* * *
– Великий Боже, Джой! – раздался издали голос Алана Коллье, когда она упала в его руки. Запахи лекарств окружили ее, наполнив своей вонью чувствительные ноздри, она вымученно склонилась к доктору, пока он увлекал ее в дверной проем. Ее ноги почти ускользали из–под нее, неспособные приспособиться к изменившемуся балансу при переходе с четырех к двум. Коллье был единственным несомненным фактом в мире, который скручивался и вертелся вокруг нее.
Отдаленно она осознавала, о чем говорили восклицающие над ней голоса; она упала на стул, к которому проводил ее Коллье, и попыталась преобразовать свои перегруженные эмоции. Кто–то набросил одеяло на ее дрожащее тело. Винил стула был леденяще холодным под голыми ягодицами, и это быстрее, чем что–либо еще, привело ее в чувство. Она быстро заморгала, чтобы прояснить зрение.
Коллье был здесь, держа у ее рта что–то горячее и жидкое. Она потягивала это, почти задыхаясь от вкуса, и умудрялась глотать, Коллье издавал бессмысленные шумы одобрения и заставлял пить еще. Горячая жидкость остановила беспомощную дрожь. Снова поморгав, Джой почувствовала, как к ней начинают возвращаться зрение и рассудок.

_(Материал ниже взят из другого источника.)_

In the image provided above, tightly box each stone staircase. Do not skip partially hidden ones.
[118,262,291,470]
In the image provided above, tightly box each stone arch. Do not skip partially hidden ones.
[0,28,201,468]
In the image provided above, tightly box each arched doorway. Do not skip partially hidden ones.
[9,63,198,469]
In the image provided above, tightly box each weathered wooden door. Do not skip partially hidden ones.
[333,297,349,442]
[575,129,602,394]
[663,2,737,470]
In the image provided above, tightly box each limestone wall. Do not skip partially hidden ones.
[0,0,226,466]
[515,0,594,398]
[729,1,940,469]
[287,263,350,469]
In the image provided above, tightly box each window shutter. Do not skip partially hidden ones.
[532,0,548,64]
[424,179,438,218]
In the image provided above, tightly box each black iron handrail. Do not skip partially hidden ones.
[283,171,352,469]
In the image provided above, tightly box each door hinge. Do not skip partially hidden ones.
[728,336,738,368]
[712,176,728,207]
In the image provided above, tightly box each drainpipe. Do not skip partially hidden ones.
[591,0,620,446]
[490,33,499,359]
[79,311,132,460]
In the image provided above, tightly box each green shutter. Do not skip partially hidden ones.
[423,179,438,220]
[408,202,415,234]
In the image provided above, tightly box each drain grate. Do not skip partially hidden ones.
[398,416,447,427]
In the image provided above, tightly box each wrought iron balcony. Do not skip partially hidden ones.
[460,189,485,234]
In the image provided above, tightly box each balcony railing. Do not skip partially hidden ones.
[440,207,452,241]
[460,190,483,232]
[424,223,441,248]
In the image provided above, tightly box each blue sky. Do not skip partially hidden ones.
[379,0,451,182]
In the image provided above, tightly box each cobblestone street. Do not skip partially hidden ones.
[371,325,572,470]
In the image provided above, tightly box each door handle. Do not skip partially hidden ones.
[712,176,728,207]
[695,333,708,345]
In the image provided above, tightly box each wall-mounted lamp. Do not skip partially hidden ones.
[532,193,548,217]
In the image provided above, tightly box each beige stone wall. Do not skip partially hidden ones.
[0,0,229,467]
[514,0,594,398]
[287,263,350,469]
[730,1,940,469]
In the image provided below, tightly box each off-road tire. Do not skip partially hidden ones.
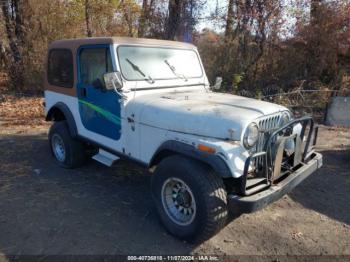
[49,121,87,168]
[151,155,228,242]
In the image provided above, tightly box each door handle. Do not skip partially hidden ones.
[80,87,86,97]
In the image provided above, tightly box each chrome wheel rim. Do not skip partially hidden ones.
[51,134,66,162]
[162,177,196,226]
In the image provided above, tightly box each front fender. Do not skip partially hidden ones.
[149,140,232,178]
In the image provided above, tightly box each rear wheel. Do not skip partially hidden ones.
[152,156,228,242]
[49,121,87,168]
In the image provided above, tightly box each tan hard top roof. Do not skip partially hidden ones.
[49,37,196,49]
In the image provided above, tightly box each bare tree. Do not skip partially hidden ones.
[165,0,184,40]
[85,0,92,37]
[1,0,25,90]
[225,0,235,37]
[138,0,149,37]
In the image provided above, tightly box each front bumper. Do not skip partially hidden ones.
[228,153,322,213]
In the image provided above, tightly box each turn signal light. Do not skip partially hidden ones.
[197,144,216,154]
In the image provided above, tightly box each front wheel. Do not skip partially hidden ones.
[152,156,228,242]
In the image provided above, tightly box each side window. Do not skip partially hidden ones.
[47,49,74,88]
[79,48,113,86]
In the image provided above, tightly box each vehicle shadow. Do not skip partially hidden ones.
[289,147,350,225]
[0,135,194,256]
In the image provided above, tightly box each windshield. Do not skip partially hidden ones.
[117,46,203,81]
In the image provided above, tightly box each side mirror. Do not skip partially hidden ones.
[213,76,222,90]
[103,72,123,91]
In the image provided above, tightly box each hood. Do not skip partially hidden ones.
[130,90,287,140]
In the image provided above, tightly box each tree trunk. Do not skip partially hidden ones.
[138,0,149,37]
[1,0,25,91]
[165,0,183,40]
[225,0,235,38]
[85,0,92,37]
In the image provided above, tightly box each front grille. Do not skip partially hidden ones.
[254,114,281,171]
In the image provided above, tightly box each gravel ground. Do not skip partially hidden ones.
[0,125,350,261]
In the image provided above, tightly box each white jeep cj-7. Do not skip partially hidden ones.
[45,37,322,240]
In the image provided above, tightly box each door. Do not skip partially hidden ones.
[77,45,121,140]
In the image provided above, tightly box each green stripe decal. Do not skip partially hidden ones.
[79,99,121,125]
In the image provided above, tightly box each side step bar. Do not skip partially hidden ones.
[92,148,119,167]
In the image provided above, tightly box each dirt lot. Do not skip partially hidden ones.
[0,96,350,256]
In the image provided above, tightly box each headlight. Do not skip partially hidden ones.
[280,112,290,126]
[243,123,259,149]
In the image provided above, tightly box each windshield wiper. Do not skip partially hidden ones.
[125,58,154,84]
[164,59,188,81]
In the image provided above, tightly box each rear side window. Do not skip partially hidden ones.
[47,49,74,88]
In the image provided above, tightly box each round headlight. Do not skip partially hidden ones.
[243,123,259,149]
[280,112,290,126]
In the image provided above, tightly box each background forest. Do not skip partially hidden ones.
[0,0,350,104]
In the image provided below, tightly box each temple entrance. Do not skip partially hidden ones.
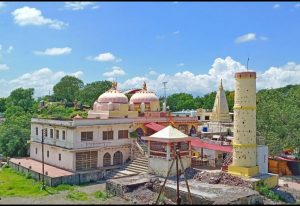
[76,151,97,170]
[114,151,123,165]
[103,153,111,167]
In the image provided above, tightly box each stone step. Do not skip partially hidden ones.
[127,168,148,173]
[125,164,148,169]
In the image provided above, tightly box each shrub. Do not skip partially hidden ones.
[67,190,88,201]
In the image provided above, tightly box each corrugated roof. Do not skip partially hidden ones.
[191,139,232,153]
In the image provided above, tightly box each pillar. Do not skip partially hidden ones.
[228,72,258,176]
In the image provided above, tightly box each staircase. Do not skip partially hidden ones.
[221,154,232,172]
[105,156,148,179]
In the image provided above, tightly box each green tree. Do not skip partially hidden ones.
[53,76,83,102]
[0,106,31,157]
[6,88,34,112]
[78,80,112,106]
[167,93,197,111]
[0,98,6,113]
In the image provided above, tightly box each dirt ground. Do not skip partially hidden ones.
[0,182,133,205]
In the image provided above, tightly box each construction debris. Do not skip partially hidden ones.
[194,171,251,188]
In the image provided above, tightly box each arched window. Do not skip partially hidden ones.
[114,151,123,165]
[103,153,111,167]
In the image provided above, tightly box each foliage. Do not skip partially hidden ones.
[6,88,34,112]
[53,76,83,102]
[0,106,31,157]
[256,183,283,201]
[78,80,112,106]
[0,168,73,197]
[0,98,6,113]
[67,190,88,201]
[94,190,113,201]
[256,85,300,155]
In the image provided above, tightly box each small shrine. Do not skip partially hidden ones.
[142,125,193,177]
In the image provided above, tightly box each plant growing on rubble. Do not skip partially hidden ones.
[257,183,282,201]
[94,190,113,201]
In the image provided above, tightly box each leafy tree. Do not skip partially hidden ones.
[6,88,34,112]
[0,106,31,157]
[0,98,6,113]
[78,80,112,106]
[53,76,83,102]
[167,93,197,111]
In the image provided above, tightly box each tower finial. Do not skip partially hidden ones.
[219,79,223,90]
[143,81,147,91]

– Люк, – выдавила она, наконец. – Люк… – было тяжело, почти невозможно выговаривать слова. Она отчаянно забарахталась и неуклюже замолотила руками, стаскивая с плеч одеяло. С растущей настойчивостью она искала глаза Коллье, пока он двигался вокруг нее, натягивая одеяло обратно.

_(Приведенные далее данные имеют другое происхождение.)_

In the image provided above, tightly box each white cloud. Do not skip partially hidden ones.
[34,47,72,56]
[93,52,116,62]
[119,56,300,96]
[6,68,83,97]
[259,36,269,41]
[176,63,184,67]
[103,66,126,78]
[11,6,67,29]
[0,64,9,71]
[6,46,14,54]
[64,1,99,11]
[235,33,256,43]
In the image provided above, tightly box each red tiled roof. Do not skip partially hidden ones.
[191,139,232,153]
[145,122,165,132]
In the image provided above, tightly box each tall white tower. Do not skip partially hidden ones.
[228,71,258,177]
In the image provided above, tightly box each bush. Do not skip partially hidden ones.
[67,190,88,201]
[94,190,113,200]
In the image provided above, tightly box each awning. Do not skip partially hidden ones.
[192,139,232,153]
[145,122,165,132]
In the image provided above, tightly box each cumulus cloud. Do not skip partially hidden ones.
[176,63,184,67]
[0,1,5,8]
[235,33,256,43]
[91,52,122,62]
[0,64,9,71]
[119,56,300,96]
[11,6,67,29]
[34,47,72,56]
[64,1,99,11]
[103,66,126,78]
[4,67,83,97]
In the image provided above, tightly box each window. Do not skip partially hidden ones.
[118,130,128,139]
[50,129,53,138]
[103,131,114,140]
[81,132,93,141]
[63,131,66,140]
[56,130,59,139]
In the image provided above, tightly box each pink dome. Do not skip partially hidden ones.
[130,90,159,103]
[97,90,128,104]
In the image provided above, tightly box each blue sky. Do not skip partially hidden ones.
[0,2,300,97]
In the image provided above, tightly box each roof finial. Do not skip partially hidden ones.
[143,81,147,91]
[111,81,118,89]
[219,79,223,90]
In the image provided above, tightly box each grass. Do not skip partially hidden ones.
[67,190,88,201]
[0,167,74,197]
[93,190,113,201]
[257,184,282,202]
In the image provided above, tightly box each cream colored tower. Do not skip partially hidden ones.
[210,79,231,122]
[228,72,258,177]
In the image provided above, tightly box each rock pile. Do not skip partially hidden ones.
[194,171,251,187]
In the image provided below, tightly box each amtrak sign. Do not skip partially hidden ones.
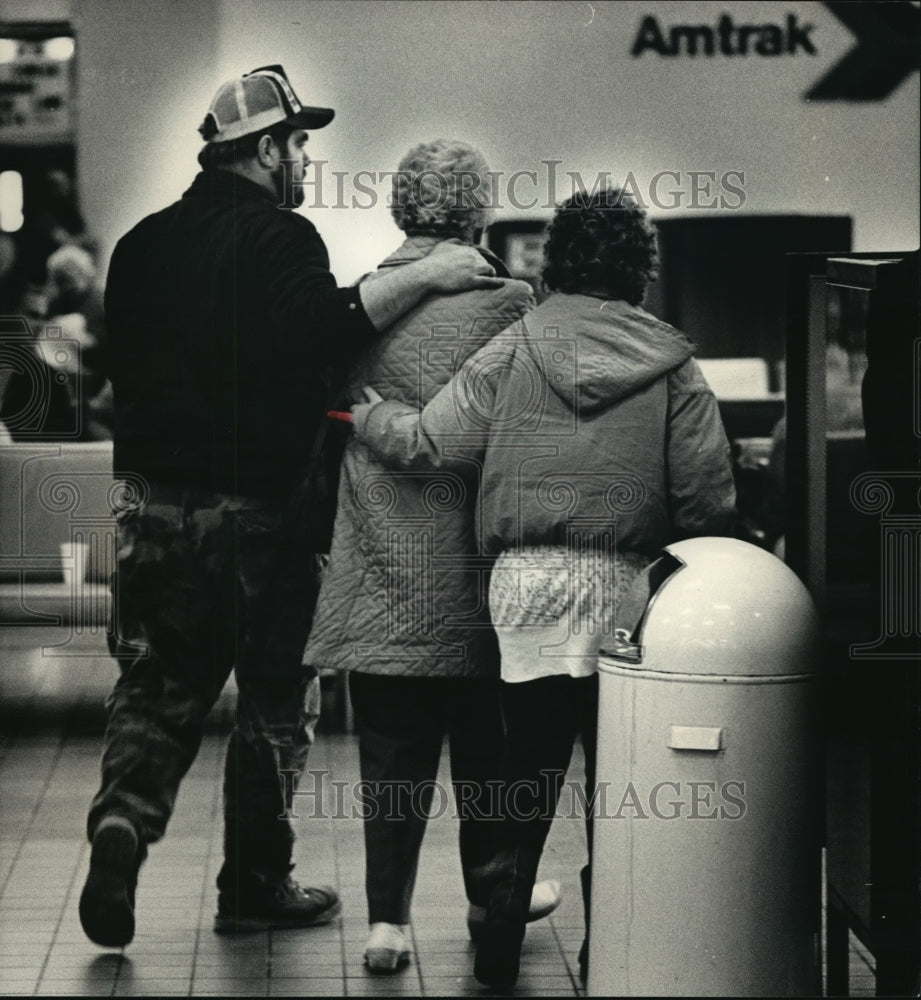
[630,0,921,101]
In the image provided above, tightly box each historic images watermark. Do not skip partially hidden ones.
[278,769,747,822]
[279,159,746,211]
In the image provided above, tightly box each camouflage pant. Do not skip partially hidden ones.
[88,487,320,875]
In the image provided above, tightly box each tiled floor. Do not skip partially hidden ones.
[0,626,874,996]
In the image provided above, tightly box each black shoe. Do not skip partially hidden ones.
[214,875,342,934]
[473,904,527,989]
[80,819,140,948]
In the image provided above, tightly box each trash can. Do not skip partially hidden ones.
[587,538,821,997]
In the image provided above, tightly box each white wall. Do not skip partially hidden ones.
[218,0,919,280]
[52,0,919,281]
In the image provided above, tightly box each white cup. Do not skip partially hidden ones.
[61,542,90,589]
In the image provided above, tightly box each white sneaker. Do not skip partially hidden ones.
[467,878,563,941]
[364,923,411,973]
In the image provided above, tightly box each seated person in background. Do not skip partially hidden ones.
[0,245,112,441]
[353,188,735,988]
[305,140,559,973]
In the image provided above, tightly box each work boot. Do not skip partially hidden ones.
[80,816,143,948]
[214,866,342,934]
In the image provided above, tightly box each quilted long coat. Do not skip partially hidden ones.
[304,237,534,677]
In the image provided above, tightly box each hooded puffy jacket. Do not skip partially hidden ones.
[355,294,735,555]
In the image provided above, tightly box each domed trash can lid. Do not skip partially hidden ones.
[598,537,819,679]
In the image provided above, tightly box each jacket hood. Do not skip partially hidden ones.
[522,294,694,413]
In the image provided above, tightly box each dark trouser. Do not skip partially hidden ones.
[349,671,503,924]
[87,486,319,888]
[490,674,598,914]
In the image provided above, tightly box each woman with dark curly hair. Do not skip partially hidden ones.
[353,188,735,987]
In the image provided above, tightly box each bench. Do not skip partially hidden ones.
[0,441,352,731]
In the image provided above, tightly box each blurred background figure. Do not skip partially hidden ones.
[305,139,559,973]
[0,244,112,441]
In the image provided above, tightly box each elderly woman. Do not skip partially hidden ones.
[353,189,735,987]
[305,140,559,973]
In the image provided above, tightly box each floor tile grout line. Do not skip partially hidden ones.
[547,916,582,995]
[32,784,125,996]
[0,726,67,900]
[188,748,223,996]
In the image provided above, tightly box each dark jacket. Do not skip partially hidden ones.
[355,295,735,555]
[105,170,376,497]
[305,237,534,677]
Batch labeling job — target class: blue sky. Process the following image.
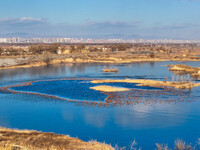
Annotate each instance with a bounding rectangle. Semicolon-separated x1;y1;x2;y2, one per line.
0;0;200;40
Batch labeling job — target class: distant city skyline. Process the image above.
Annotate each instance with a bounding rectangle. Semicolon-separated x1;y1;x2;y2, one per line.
0;37;200;44
0;0;200;40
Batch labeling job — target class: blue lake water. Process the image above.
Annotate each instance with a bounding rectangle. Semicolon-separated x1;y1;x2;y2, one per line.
0;62;200;150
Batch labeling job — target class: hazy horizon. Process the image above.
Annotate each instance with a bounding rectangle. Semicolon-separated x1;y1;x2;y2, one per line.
0;0;200;40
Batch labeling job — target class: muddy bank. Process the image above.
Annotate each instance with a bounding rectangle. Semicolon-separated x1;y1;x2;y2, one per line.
167;64;200;77
91;79;200;89
0;127;114;150
0;54;200;69
90;85;129;92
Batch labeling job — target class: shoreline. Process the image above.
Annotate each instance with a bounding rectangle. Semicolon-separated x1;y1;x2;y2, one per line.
0;58;200;70
0;127;114;150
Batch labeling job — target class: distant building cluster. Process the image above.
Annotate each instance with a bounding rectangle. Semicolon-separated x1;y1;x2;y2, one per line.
0;37;200;44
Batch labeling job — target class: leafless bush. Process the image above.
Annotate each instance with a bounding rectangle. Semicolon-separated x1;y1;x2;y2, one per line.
174;139;195;150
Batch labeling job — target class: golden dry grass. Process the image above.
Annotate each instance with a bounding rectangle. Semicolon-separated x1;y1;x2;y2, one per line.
91;79;200;89
90;85;129;92
0;128;114;150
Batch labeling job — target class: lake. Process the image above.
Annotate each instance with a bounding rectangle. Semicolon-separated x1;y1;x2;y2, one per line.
0;62;200;149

Он, наконец, остановился и присел перед ней, взяв ее руки в свои. Они казались ледяными на ее горящей коже.
– Расскажи мне, Джой. Как сможешь, – его голос был якорем невозмутимого разума.
– Люк, – она задыхалась, человеческие слова все еще были густыми и странными для ее языка. – Ранен. Он ранен.

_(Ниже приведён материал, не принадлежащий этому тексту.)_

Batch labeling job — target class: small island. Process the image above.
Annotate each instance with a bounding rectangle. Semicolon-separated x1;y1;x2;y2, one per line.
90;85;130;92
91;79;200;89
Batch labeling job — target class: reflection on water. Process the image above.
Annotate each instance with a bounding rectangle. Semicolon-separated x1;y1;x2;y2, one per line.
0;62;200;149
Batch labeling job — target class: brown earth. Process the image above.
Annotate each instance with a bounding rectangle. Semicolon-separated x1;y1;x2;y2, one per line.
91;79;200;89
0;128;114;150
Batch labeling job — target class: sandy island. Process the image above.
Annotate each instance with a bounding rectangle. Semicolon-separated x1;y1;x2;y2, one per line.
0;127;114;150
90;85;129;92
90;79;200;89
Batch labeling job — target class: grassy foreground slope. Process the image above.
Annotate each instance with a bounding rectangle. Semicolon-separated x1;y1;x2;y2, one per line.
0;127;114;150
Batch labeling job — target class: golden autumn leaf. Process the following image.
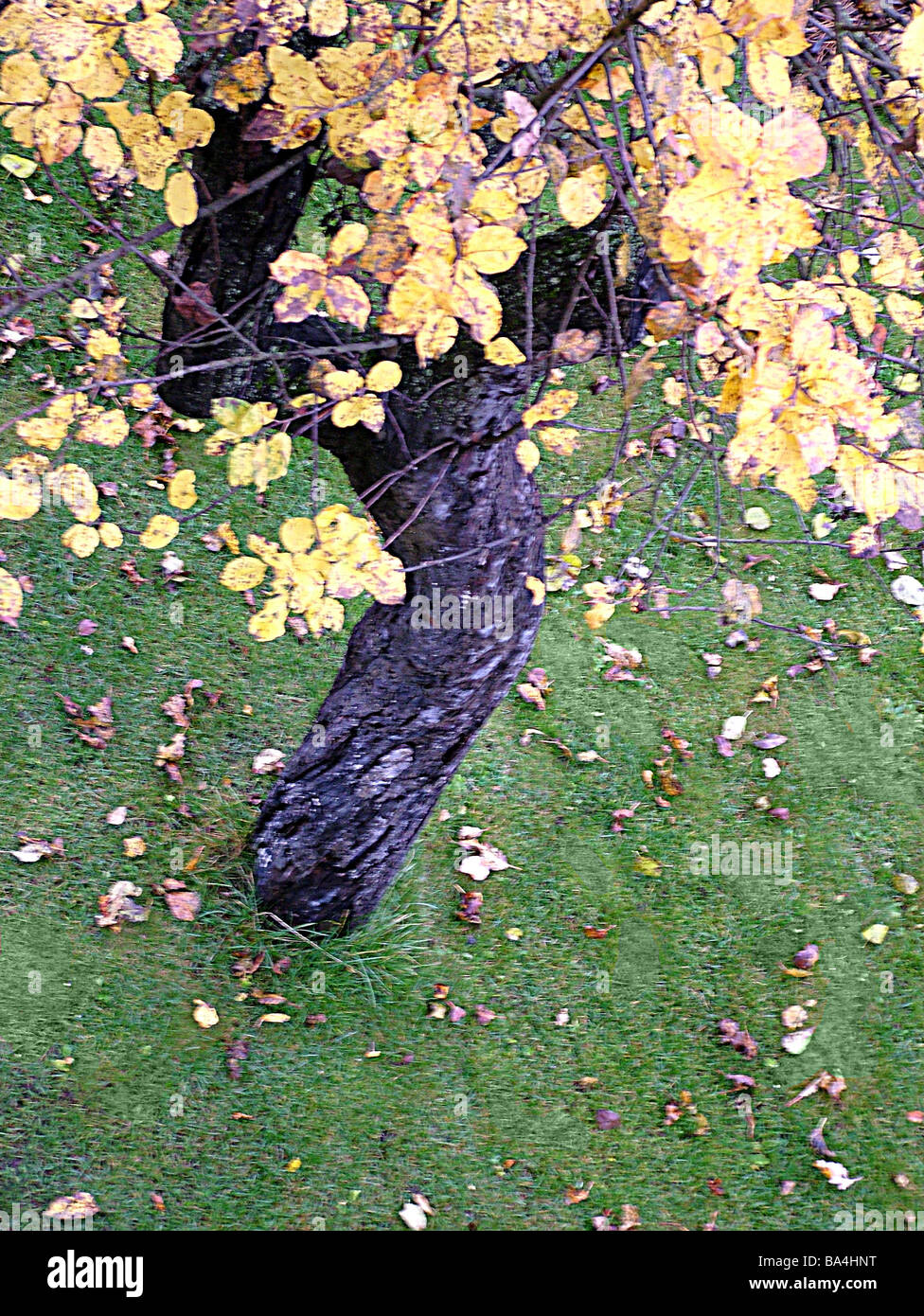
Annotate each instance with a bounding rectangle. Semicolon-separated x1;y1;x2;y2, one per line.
308;0;347;37
124;13;183;78
279;516;317;553
219;556;266;593
163;169;199;229
168;470;196;512
516;438;542;475
523;388;578;429
247;595;288;644
138;512;179;549
61;524;100;558
366;361;401;394
0;567;23;627
83;124;124;178
485;338;526;365
462;223;526;274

– Где, Джой? Где его ранили?
Горечь поднялась в ее горле, когда она с усилием сконцентрировалась на этом.
– В лесу, на его земле. Он не может двигаться. Алан…
Мгновение его серьезные синие глаза вглядывались в ее лицо. Она хотела, чтобы он понял всю безотлагательность действовать, бежать; он отпустил ее руки и встал прежде, чем она успела в отчаянии завопить на него.
– Жди здесь, Джой, и отдыхай. Я пришлю медсестру, чтобы она приглядывала за тобой, и отправлюсь за помощью. Если он не может двигаться, мне понадобится кто–нибудь, чтобы…
– Нет! – Джой боролась, чтобы удержать истерию в своем голосе. – Нет, никакой помощи. Они стреляли в него. Он не может… – каким–то образом она заставила свой язык сформулировать правильную картину. – Он – волк.
Коллье замер у двери, оглянувшись на нее. На его лице разлилось понимание.
– Великий Боже, – пробормотал он. Был промежуток времени, когда Джой могла видеть, как мелькают мысли в его глазах, обнаженные эмоции, когда он пришел к неизбежному выводу. – Хорошо, – он на миг закрыл глаза и глубоко выдохнул. – Тогда есть ты и я.
На Джой нахлынуло облегчение. Она едва слышала Коллье, пока он говорил с кем–то за дверью, ненадолго исчезнув, чтобы вернуться с охапкой одежды.
– Ты достаточно сильна, Джой? – спросил он, пронзая ее взглядом. – Ты сможешь помочь мне найти его и вернуть обратно?
Не отвечая, Джой встала и сбросила с плеч одеяло. Коллье отвел взгляд и немного вытянул руку, чтобы помочь ей восстановить равновесие; она отвернулась, натягивая позаимствованную одежду, бессмысленную мешающую преграду, на которую у нее не было времени. Была только одна вещь, которая имела значение, одна цель, которая несла ее на подкашивающихся ногах за Коллье, пока он собирал инструменты и вел ее к гаражу за своим офисом, отрывисто отдавая последние распоряжения своим ассистентам и преследуемый озадаченными вопросами ожидающих его в приемной пациентов.
Ее внутреннее зрение было сосредоточено на Люке, в то время как Коллье вывел «Лэнд Ровер» на незагруженную движением центральную улицу и направился из города. Он был жив, она знала это так же отчетливо, как и то, что ее сердце остановилось бы вместе с его. Глухая боль его страданий пульсировала по ее нервам, и она была рада ей. Это означало, что он боролся. Он был жив, и она снова и снова с каждым биением сердца посылала внутренние сообщения по артериям новоприобретенной связи, молясь, чтобы он услышал ее. «Не сдавайся, Люк. Я не позволю тебе уйти».